Когда в интервью в первый раз спросили меня о секрете молодости, я с улыбкой ответил, что в юности в горах встретился с инопланетянином. Людям проще поверить в мистические события, навесить ярлык «избранного» и не пытать себя теориями вероятности или сложными конструкциями.
Ещё лет десять назад я мог открыто приехать к себе на малую родину, не волнуясь за возможность случайно встретить своих друзей детства. Но теперь, когда их лица испещрены морщинами и грусть пенсионного возраста омрачает им существование, с моей стороны подобные визави ‒ претензия на высокомерие. Мало кто способен пережить чужой успех без сожалений об упущенном времени, без волнений, что не сложилось у него в жизни. Сомнительное милосердие с моей стороны ‒ размышлять именно так, но для меня это здравый гуманизм.
Никто не знает, в какой момент и где я решусь на откровение, но никогда не сделаю этого напрямую, из своих уст. Я благодарен этому автору за то, что она согласилась рассказать мою историю, не раскрывая личности. Пусть думает, что разгул её фантазии ‒ признак таланта, а не запись и расшифровка откровений транслятора. Как телепаты оплачивают подобные услуги? Состоянием. Мы заботимся о тех, кто позволяет нам высказаться инкогнито. Почему мы скрываемся? Чтобы не тратить своё время на гонки с охотниками за головами, теми, кто дистанционно присваивает чужой интеллектуальный труд. Трусость ли это? Нет! Каждый выбирает свой путь: кто-то уходит в битвы с системой, а кто-то, получив высокий уровень в личной трансформации, следует по пути созидания, сокрывшись в режим самоизоляции.
Я не стану раскрывать секретов теневой власти, не буду углубляться в сложные структуры молекулярных и гормональных изменений, не затрону атомные формы. Иначе моё повествование превратится не в художественное произведение, а в совокупность формул на школьной доске. Не привлекает это людей, далёких от науки. Я хочу обратиться к тем, кто рассматривает термин «трансформация» как трендовое направление в психологии, не принимая во внимание, что психология ‒ это наука о душе, а траснформации происходят через обретение определённых уровней сознания. Эти процессы бывают принудительными, когда человек сталкивается с обладателями энергий другого уровня. При таких встречах мозг непосвящённого записывает шаблон о возможности достижения подобных уровней и следует по лабиринтам своих преображений с готовой точкой поиска цели. Мозг стремится достичь того, что когда-то испытал в кратком миге соприкосновения с великим. Отчасти на этом строится влияние мест сил, вызывая изменение частот работы мозга. Состояние, о котором я уже упомянул выше.
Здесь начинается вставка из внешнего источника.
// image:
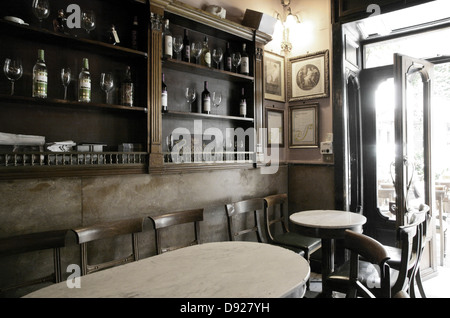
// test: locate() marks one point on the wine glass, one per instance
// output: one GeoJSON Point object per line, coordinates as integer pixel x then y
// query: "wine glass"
{"type": "Point", "coordinates": [236, 59]}
{"type": "Point", "coordinates": [41, 9]}
{"type": "Point", "coordinates": [191, 96]}
{"type": "Point", "coordinates": [66, 77]}
{"type": "Point", "coordinates": [217, 56]}
{"type": "Point", "coordinates": [217, 99]}
{"type": "Point", "coordinates": [169, 145]}
{"type": "Point", "coordinates": [88, 20]}
{"type": "Point", "coordinates": [196, 50]}
{"type": "Point", "coordinates": [13, 71]}
{"type": "Point", "coordinates": [106, 84]}
{"type": "Point", "coordinates": [177, 43]}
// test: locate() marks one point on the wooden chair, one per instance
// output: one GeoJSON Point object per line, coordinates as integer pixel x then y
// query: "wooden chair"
{"type": "Point", "coordinates": [174, 219]}
{"type": "Point", "coordinates": [421, 218]}
{"type": "Point", "coordinates": [402, 262]}
{"type": "Point", "coordinates": [27, 243]}
{"type": "Point", "coordinates": [285, 238]}
{"type": "Point", "coordinates": [104, 231]}
{"type": "Point", "coordinates": [247, 209]}
{"type": "Point", "coordinates": [374, 253]}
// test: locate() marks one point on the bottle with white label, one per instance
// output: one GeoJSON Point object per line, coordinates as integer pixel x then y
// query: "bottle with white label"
{"type": "Point", "coordinates": [245, 61]}
{"type": "Point", "coordinates": [243, 105]}
{"type": "Point", "coordinates": [164, 95]}
{"type": "Point", "coordinates": [84, 83]}
{"type": "Point", "coordinates": [40, 77]}
{"type": "Point", "coordinates": [167, 41]}
{"type": "Point", "coordinates": [127, 89]}
{"type": "Point", "coordinates": [206, 53]}
{"type": "Point", "coordinates": [206, 99]}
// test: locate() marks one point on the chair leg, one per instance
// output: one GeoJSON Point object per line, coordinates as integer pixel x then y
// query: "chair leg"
{"type": "Point", "coordinates": [308, 282]}
{"type": "Point", "coordinates": [419, 284]}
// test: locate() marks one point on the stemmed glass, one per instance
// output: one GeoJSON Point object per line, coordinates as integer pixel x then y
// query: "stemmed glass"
{"type": "Point", "coordinates": [191, 96]}
{"type": "Point", "coordinates": [217, 56]}
{"type": "Point", "coordinates": [196, 50]}
{"type": "Point", "coordinates": [41, 9]}
{"type": "Point", "coordinates": [106, 84]}
{"type": "Point", "coordinates": [217, 99]}
{"type": "Point", "coordinates": [177, 42]}
{"type": "Point", "coordinates": [169, 145]}
{"type": "Point", "coordinates": [236, 59]}
{"type": "Point", "coordinates": [88, 20]}
{"type": "Point", "coordinates": [13, 71]}
{"type": "Point", "coordinates": [66, 77]}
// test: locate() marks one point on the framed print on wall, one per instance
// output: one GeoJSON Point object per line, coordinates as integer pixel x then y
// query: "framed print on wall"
{"type": "Point", "coordinates": [275, 120]}
{"type": "Point", "coordinates": [304, 126]}
{"type": "Point", "coordinates": [308, 76]}
{"type": "Point", "coordinates": [274, 79]}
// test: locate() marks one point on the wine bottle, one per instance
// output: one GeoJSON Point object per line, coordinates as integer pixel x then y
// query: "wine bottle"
{"type": "Point", "coordinates": [243, 105]}
{"type": "Point", "coordinates": [206, 99]}
{"type": "Point", "coordinates": [134, 34]}
{"type": "Point", "coordinates": [206, 53]}
{"type": "Point", "coordinates": [227, 59]}
{"type": "Point", "coordinates": [167, 37]}
{"type": "Point", "coordinates": [186, 47]}
{"type": "Point", "coordinates": [113, 36]}
{"type": "Point", "coordinates": [40, 77]}
{"type": "Point", "coordinates": [127, 89]}
{"type": "Point", "coordinates": [245, 61]}
{"type": "Point", "coordinates": [164, 95]}
{"type": "Point", "coordinates": [84, 83]}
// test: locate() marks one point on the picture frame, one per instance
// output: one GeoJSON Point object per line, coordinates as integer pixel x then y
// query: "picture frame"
{"type": "Point", "coordinates": [275, 120]}
{"type": "Point", "coordinates": [274, 77]}
{"type": "Point", "coordinates": [304, 126]}
{"type": "Point", "coordinates": [308, 76]}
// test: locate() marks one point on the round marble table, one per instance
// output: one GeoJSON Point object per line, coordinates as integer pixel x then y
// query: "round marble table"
{"type": "Point", "coordinates": [327, 225]}
{"type": "Point", "coordinates": [210, 270]}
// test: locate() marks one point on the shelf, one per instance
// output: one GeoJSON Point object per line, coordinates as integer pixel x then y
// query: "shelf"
{"type": "Point", "coordinates": [205, 71]}
{"type": "Point", "coordinates": [67, 103]}
{"type": "Point", "coordinates": [15, 165]}
{"type": "Point", "coordinates": [207, 116]}
{"type": "Point", "coordinates": [50, 36]}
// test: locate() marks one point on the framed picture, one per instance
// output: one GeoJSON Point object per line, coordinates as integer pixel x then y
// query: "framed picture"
{"type": "Point", "coordinates": [308, 76]}
{"type": "Point", "coordinates": [275, 120]}
{"type": "Point", "coordinates": [304, 126]}
{"type": "Point", "coordinates": [274, 78]}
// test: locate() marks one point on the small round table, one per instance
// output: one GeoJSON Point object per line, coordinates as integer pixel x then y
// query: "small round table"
{"type": "Point", "coordinates": [327, 225]}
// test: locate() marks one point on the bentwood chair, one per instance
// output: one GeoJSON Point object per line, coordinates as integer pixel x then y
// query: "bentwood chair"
{"type": "Point", "coordinates": [243, 219]}
{"type": "Point", "coordinates": [375, 256]}
{"type": "Point", "coordinates": [274, 215]}
{"type": "Point", "coordinates": [34, 242]}
{"type": "Point", "coordinates": [106, 233]}
{"type": "Point", "coordinates": [176, 219]}
{"type": "Point", "coordinates": [422, 217]}
{"type": "Point", "coordinates": [401, 265]}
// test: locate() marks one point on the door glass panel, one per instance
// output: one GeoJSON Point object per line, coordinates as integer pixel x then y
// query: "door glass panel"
{"type": "Point", "coordinates": [385, 148]}
{"type": "Point", "coordinates": [441, 140]}
{"type": "Point", "coordinates": [415, 144]}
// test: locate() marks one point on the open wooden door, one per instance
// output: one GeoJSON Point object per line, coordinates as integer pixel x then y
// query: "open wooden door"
{"type": "Point", "coordinates": [413, 174]}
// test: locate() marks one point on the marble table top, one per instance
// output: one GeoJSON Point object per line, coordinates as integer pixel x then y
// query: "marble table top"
{"type": "Point", "coordinates": [328, 219]}
{"type": "Point", "coordinates": [210, 270]}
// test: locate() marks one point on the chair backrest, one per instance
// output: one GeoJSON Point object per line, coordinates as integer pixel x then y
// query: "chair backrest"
{"type": "Point", "coordinates": [410, 237]}
{"type": "Point", "coordinates": [370, 250]}
{"type": "Point", "coordinates": [177, 218]}
{"type": "Point", "coordinates": [275, 204]}
{"type": "Point", "coordinates": [108, 230]}
{"type": "Point", "coordinates": [26, 243]}
{"type": "Point", "coordinates": [244, 208]}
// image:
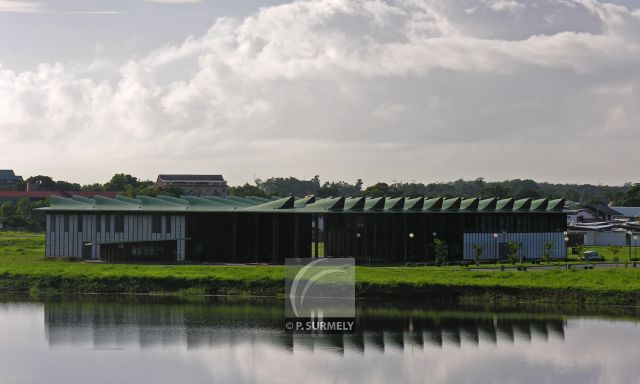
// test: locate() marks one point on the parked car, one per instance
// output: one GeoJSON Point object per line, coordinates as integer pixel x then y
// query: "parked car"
{"type": "Point", "coordinates": [591, 256]}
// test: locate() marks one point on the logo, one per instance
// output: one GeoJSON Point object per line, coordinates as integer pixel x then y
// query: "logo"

В мире материальном, где основной критерий успешности ‒ обладание валютой, многие готовы обменивать свои услуги лишь на бумажный эквивалент благодарности. Но потом, вы цепляетесь взглядом за рекламные проспекты, которые обещают вам продать состояние счастья, уверенности в себе в физическом воплощении, ваше внимание фиксируют на необходимостях покупать ‒ работать, снова покупать. Замкнутый круг. В этом плане капиталисты одержали верх, убедив вас в необходимости быть рабами потребительского спроса.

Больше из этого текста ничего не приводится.